Prompt Evaluation

Evaluation: How to Test If Your Prompt Is Actually Working

Most people “evaluate” prompts by vibes: This answer looks good… I think? That’s fine for casual use. But if you’re shipping prompts into a workflow—sales emails, support macros, RAG assistants, SQL agents—you need something sturdier.

Prompt evaluation is simply the practice of answering one question:

Does this prompt reliably produce the outcome I want across realistic inputs?

Let’s make that measurable.

The Goal

A prompt is “working” when it performs well across a small but representative set of inputs—not just the one example you tested.

Define Success First

Before you test anything, define what “good” means.

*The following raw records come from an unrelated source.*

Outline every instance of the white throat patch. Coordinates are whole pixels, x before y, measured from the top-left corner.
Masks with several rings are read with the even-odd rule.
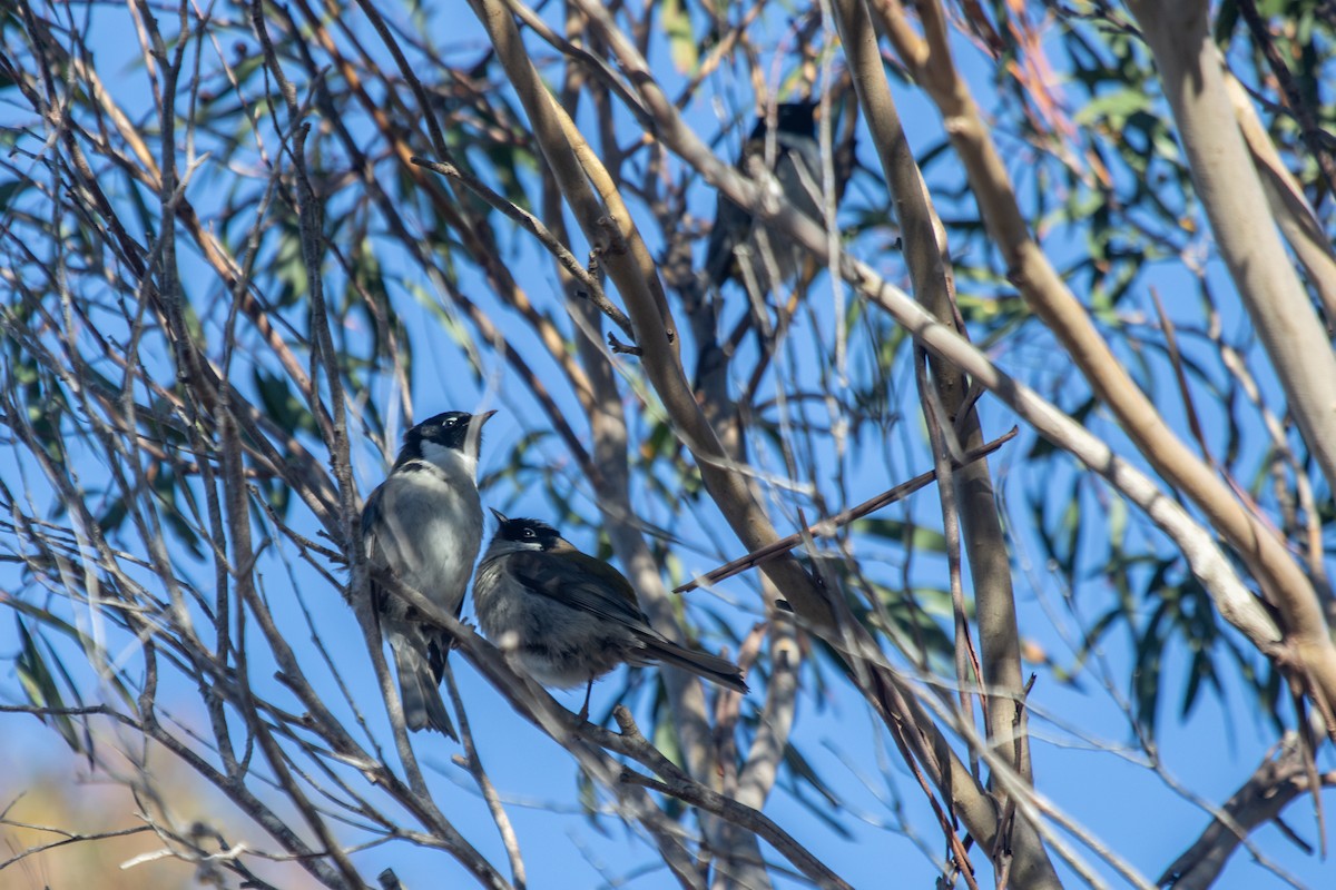
[[[478,459],[456,448],[446,448],[434,442],[424,442],[422,459],[440,467],[448,476],[464,475],[474,482],[478,478]]]

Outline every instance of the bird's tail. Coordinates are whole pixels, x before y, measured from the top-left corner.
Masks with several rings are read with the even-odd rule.
[[[436,730],[456,742],[450,714],[441,701],[441,671],[434,670],[428,652],[406,636],[390,636],[390,650],[394,652],[394,670],[399,675],[399,698],[403,699],[403,722],[414,733]],[[444,660],[444,656],[441,656]]]
[[[647,638],[644,642],[647,650],[645,654],[651,658],[659,659],[664,664],[680,667],[684,671],[695,674],[696,677],[704,677],[712,683],[727,686],[737,693],[747,691],[747,683],[743,681],[743,669],[737,667],[727,658],[707,655],[705,652],[693,652],[689,648],[683,648],[677,643],[659,636],[657,634],[652,638]]]

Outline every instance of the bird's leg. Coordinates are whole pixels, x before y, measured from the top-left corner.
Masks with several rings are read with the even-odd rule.
[[[589,719],[589,693],[592,691],[593,691],[593,678],[591,677],[589,682],[585,685],[585,703],[580,706],[578,717],[581,721]]]

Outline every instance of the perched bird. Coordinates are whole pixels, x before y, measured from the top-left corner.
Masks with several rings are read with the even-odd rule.
[[[449,636],[377,583],[390,572],[445,611],[458,615],[482,544],[478,450],[496,411],[446,411],[403,434],[403,447],[362,508],[362,546],[371,572],[371,606],[390,639],[403,721],[458,741],[438,686]]]
[[[792,101],[776,107],[775,164],[771,171],[779,180],[784,199],[799,212],[820,220],[822,209],[812,191],[819,189],[822,181],[822,152],[816,141],[815,111],[814,101]],[[762,115],[743,144],[741,156],[737,159],[739,169],[747,172],[754,157],[766,157],[766,139],[770,133],[770,123]],[[766,232],[764,242],[774,256],[779,280],[771,280],[758,231]],[[720,192],[715,208],[715,226],[709,231],[709,244],[705,248],[705,276],[715,287],[721,288],[731,278],[745,283],[736,254],[739,247],[747,248],[747,263],[762,291],[766,292],[774,291],[792,278],[803,259],[803,251],[792,239],[758,226],[749,211]]]
[[[580,552],[545,522],[492,512],[501,527],[473,583],[478,624],[541,683],[585,683],[581,717],[589,713],[593,681],[623,662],[664,662],[747,691],[740,667],[683,648],[651,627],[620,571]]]

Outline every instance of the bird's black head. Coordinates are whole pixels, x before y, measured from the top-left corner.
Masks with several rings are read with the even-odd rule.
[[[786,101],[775,108],[775,129],[794,136],[816,137],[816,104],[815,101]],[[752,139],[764,139],[767,117],[762,115],[756,119],[752,129]]]
[[[464,456],[477,460],[478,448],[482,444],[482,424],[496,414],[469,414],[468,411],[446,411],[434,418],[428,418],[403,434],[403,447],[394,466],[402,466],[409,460],[430,458],[429,446],[458,451]]]
[[[561,540],[561,532],[542,522],[541,519],[506,519],[496,510],[501,526],[497,528],[497,538],[529,550],[552,550]]]

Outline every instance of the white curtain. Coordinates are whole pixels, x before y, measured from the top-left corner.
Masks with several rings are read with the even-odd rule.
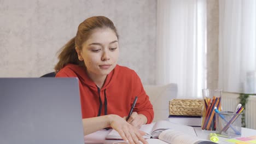
[[[219,3],[219,87],[256,93],[256,1]]]
[[[159,0],[156,83],[176,83],[178,97],[201,98],[206,85],[205,0]]]

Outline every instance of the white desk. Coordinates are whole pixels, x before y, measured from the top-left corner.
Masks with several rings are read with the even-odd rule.
[[[209,140],[210,131],[202,130],[200,127],[195,127],[195,131],[197,136],[201,139]],[[105,140],[106,136],[110,132],[109,130],[100,130],[84,136],[85,143],[113,143],[118,141]],[[246,137],[249,136],[256,135],[256,130],[242,128],[241,137]],[[223,142],[224,140],[228,139],[226,138],[218,136],[219,143],[228,144],[229,143]]]

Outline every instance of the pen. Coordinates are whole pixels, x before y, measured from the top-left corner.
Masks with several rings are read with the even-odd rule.
[[[135,106],[135,104],[136,104],[137,99],[138,99],[138,97],[136,96],[133,101],[133,103],[132,103],[132,107],[131,107],[131,110],[130,110],[129,115],[128,115],[128,117],[127,117],[126,121],[128,121],[128,119],[129,119],[130,117],[131,116],[131,113],[132,113],[132,111],[133,111],[133,109],[134,109],[134,107]]]
[[[219,116],[223,120],[224,120],[225,122],[226,122],[228,123],[228,124],[227,124],[226,125],[229,125],[229,127],[230,127],[230,128],[236,133],[236,135],[241,135],[241,133],[240,133],[239,131],[238,131],[237,130],[236,130],[236,129],[235,129],[233,127],[233,126],[232,126],[231,124],[229,124],[229,122],[228,122],[228,121],[226,121],[226,119],[225,118],[225,117],[223,116],[223,115],[222,115],[222,114],[220,114],[220,113],[219,111],[218,110],[218,109],[217,109],[216,107],[214,107],[214,111],[215,111],[215,112],[216,112],[216,113],[218,113],[219,114]],[[222,133],[222,132],[223,131],[223,129],[222,129],[222,130],[220,130],[220,133],[219,133],[220,134],[221,134],[221,133]]]
[[[236,112],[237,112],[237,111],[239,110],[239,109],[240,109],[241,106],[242,105],[241,104],[238,104],[236,110],[234,111],[234,113],[236,113]]]

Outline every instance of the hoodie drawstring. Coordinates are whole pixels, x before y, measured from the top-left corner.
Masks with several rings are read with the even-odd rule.
[[[98,108],[98,117],[101,116],[101,109],[102,109],[102,102],[101,101],[101,89],[99,87],[97,87],[98,89],[98,97],[100,99],[100,107]],[[108,101],[107,100],[107,97],[106,95],[106,89],[104,90],[104,104],[105,105],[105,110],[104,110],[104,114],[105,115],[107,115],[107,105],[108,105]]]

Pick 3–6 criteria max.

Common criteria (mix and match):

Accuracy (facts match the input / retrieved sources)
Completeness (covers required fields)
Format (valid JSON/table/email structure)
Tone (professional, friendly, firm)
Safety/compliance (no sensitive data, no disallowed content)
Latency/cost (short enough to run at scale)

Engineers: treat this like an API contract. Non-technical teams: treat this like a quality checklist.

Build a Tiny Eval Set (10–30 items)

You don’t need 10,000 examples. You need the right 10–30 examples.

Include:

Happy paths (typical cases)
Edge cases (missing info, ambiguity, long inputs)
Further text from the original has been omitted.